By Stephen Tait, Freelance Writer
In April, the Mears Group, Inc. completed a design-build project in Jacksonville, FL to allow a regional energy producer to expand its natural gas pipeline to serve new facilities.
To complete the project, Mears drilled a 7,400-foot pilot hole at a depth of 130 feet beneath the St. John’s River bottom to install a 16-inch steel pipe. Though just 1.4 miles of the 50 mile pipeline that ends at the Jacksonville Electric Authority’s (JEA) Greenland Energy Center, the section under the St. John’s River proved the most daunting during the planning stage. “To go from one side of the river to the other proved to be the biggest obstacle,” said Mark Haney, director of engineering for TECO Peoples Gas, the company that owns the pipeline.
Haney said HDD was virtually the only option to install the pipeline through that area. “Other than HDD, there were no good options.”
But project officials said the timing of the project was also a major issue.
Haney said that the pipeline providing service to the power plant needed to be operational by Jan. 1, 2011. That means JEA was dependent on the pipeline being in place in time to move forward on the operation of the power plant. To help ensure a timely project, TECO hired Mears to complete a design-build project.
“If it is not built on time you literally have a billion dollar power plant with no fuel,” said John Fluharty, project manager for J.R. Giese Operations, Mears’ sub-consultant that handled engineering duties for the project.
Fluharty says design-build allowed Mears to drill a pilot hole months in advance to pulling the product pipe into the bore to ensure the project was feasible.
“TECO wanted to know early enough in the process that the project was feasible in the event they needed to go in another direction,” Fluharty said. “TECO wanted a true partnership put together so they could work out all the issues related to this special feasibility hole we drilled in advance.”
Design-build is relatively new to the HDD industry, according to Fluharty.
Design-build offers a subtle but important difference from the typical procedure for HDD projects. In the typical process, a company such as TECO would hire an engineer to develop plans, procure a construction company to implement those plans and then construct the project — often called design-bid-build. Design-bid-build requires multiple contracts.
With design-build, however, a single company is hired to engineer and build the project, all under a single contract.
Susan Hines of the Design-Build Institute of America says utilizing design-bid-build can create contention between the engineer or designer of a project and the company that constructs the project. She said it creates a disconnect between the two parties which can often turn contentious because of concerns of liability and litigation. For instance, Hines said when the construction company finds changes need to be made to the design during the construction, it takes paper work and dialogue for the changes to be approved and implemented.
“This often slows things down,” Hinds said.
In the end, design-build projects help to improve two important aspects of any project: money and time.

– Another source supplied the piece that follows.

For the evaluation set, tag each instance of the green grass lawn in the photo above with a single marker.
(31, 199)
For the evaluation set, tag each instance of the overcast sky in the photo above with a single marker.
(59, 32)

Design-build projects cost at least 6% less than design-bid-build projects and are constructed 12% faster, according to the Design-Build Institute of America. At the same time, the institute reports that design-build projects earned a higher owner satisfaction than other project concepts.
“One of the main advantages of design build is the fact that everyone on the design and construction job is on the same side,” Hines said. “They are all sharing in the risks and the rewards of a job well done.”
She added: “Owners save money and they save time.”
Mears drilled the feasibility pilot hole for the project in November 2009. Product pipe was pulled in April 2010.
Mike Maxwell, Mears’ project superintendent, said the crew drilled from both sides of the St. John’s River and intersected the two holes under the river bed — a waterway lined with stately homes and used mostly for recreational purposes.
A 330,000-pound rig was used for the pilot hole on one side of the river and a 140,000-pound rig was used to drill from the opposite side.
Mears utilized its 500,000-pound rig to perform the reaming and to pull the product pipe through the hole, Maxwell explained. “The crews reamed the bore to 24-inch diameter and then swabbed the hole before pulling in the product pipe. The crew drilled through sandy silt before making it to clay for the drill’s running depth.”
“It was fairly easy going; we were able to use a jetting bit all the way through,” he said.
Maxwell said the length of the drill combined with the unique aspects of the job, made it a satisfying accomplishment.